"Take him to his house," said Fazil, "and keep him there till he is wanted. Go with them, Rama," he continued to the man, "and be ready when I send for thee. I will answer to the Kótwal for the night's events."
"That is all I wanted," he replied. "My lord is very kind and merciful."
"Not yet. I have much to ask and much to hear. If thou canst speak the truth, well for thee; if not, beware!"
[CHAPTER XXVI.]
How slowly and wearily night passes when a sense of impending evil overpowers sleep, and renders every faculty sharply sensible to sounds and impressions otherwise of ordinary occurrence,—when a thousand vague phantasies flit before the imagination hardly more definite than the keenly-painful thoughts they awaken! How difficult thus to endure delay or uncertainty, and to account for causes of either, so as to gain consolation or assurance to one's self, far less to impart comfort to others whose fears and apprehensions are perhaps greater than our own.
Thus heavily was hour after hour counted by Afzool Khan and his fair daughter in the apartment we have already described. The Khan busied himself, or seemed to do so, with a pile of Persian papers, on some of which, from time to time, he made notes: but it was easy for his daughter to see that his eye often followed vacantly the lines of the writing, and that his thoughts wandered far from the subjects before him.

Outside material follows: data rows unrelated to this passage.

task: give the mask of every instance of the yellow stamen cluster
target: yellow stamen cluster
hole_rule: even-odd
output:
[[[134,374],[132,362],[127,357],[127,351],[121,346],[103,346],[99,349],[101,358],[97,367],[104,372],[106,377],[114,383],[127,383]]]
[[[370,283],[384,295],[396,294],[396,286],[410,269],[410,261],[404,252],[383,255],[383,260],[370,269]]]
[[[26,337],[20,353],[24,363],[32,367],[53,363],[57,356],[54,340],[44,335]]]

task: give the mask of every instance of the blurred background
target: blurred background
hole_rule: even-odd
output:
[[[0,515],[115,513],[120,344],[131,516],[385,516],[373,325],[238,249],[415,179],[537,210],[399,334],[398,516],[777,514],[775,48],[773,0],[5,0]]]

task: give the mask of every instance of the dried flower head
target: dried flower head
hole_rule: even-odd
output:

The Khan's wife, Lurlee, had come, and been dismissed with an injunction not to interrupt him, and that he should be late. Zyna did not disturb her father, and found a partial occupation in some embroidery, which helped to dispel for a time her fears for her brother; gradually, however, as the night wore on, it was easy for her to see that her father's anxiety increased. It was true that Fazil's return was not expected till after midnight; but that, under the thought of his perilous errand, brought no consolation with it, and she sat watching the expression of her father's countenance, yet not so as to be observed, and withdrawing her eyes when he looked up. A few careless words fell from time to time from both, and a few entreaties by the Khan to his daughter that she would take rest, were met by requests that she might be allowed to share his watch, for that she had promised her brother to await his return.

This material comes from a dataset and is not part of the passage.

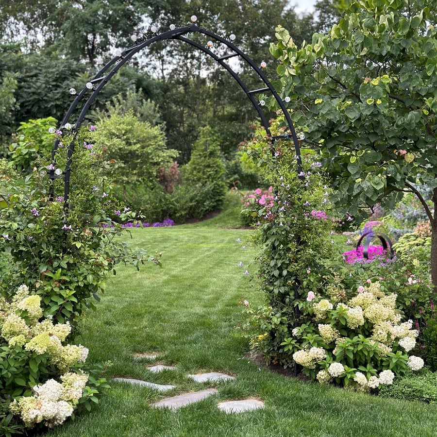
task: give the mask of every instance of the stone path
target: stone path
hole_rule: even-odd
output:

Thus midnight came, and with it sleep to the young girl, that would not be denied. She had folded her scarf about her person, and lay down where she was; and her father now watched his sleeping child, almost wondering at her beauty, as the light fell upon her, and projected a shadow from the long eyelashes upon her soft downy cheek. So, with the image of the dead before him—for he remembered her mother even such an one as her child—Afzool Khan's thoughts wandered far back into the past,—far back to the time when, with life before him and easy competence, the servant of a noble and united kingdom, the future had not concerned him, save only to wish that the happiness he possessed might endure.